The empire reached its greatest territorial extent in the late 17th century, stretching from the gates of Vienna to Yemen and from western Algeria to the Persian Gulf. The siege of Vienna in 1683 — repulsed by a combined Polish, Austrian, and German army under King Jan III Sobieski — marked the high-water mark of Ottoman expansion. The empire would slowly contract from this point until its dissolution.
Government and society
The Ottoman state combined Islamic law (sharia) with imperial decree (kanun). Non-Muslim populations were organised into self-governing religious communities (the millet system) under Ottoman political sovereignty, allowing substantial cultural and religious autonomy. The empire was administered by a sophisticated bureaucracy of Muslim officials, many of them drawn from the devshirme system — the controversial practice of taking Christian boys from the Balkans, converting them to Islam, and training them for imperial service. The Janissary corps, originally formed from devshirme recruits, was for several centuries the most professional standing infantry in Europe.
The long decline, 1683–1922
The empire contracted slowly over the following two and a half centuries under successive wars with the Habsburg Empire, the Russian Empire, and Persia. The European territories of the empire were lost in stages — Greece (1832), Serbia (1878), Bulgaria (1908), most of the remaining Balkan territories (1912–1913). Egypt became effectively autonomous under Muhammad Ali in the 1830s and was occupied by Britain in 1882. The 19th-century Tanzimat reforms attempted to modernise the imperial administration but did not arrest the decline.
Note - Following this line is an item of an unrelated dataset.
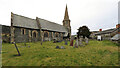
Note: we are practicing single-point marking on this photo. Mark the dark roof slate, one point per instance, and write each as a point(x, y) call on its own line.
point(26, 22)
The Ottoman Empire entered World War I on the side of the Central Powers in October 1914. The war was catastrophic for the empire: the Arab provinces were lost, Constantinople was occupied by Allied forces in 1918, and the empire’s Anatolian heartland was partially occupied. The Turkish nationalist movement under Mustafa Kemal (later Atatürk) defeated the occupying Greek army in the Turkish War of Independence (1919–1923), abolished the Sultanate on 1 November 1922, and proclaimed the Republic of Turkey on 29 October 1923.
The Ottoman Caliphate was abolished by the new Republic on 3 March 1924, ending one of the longest political institutions in world history.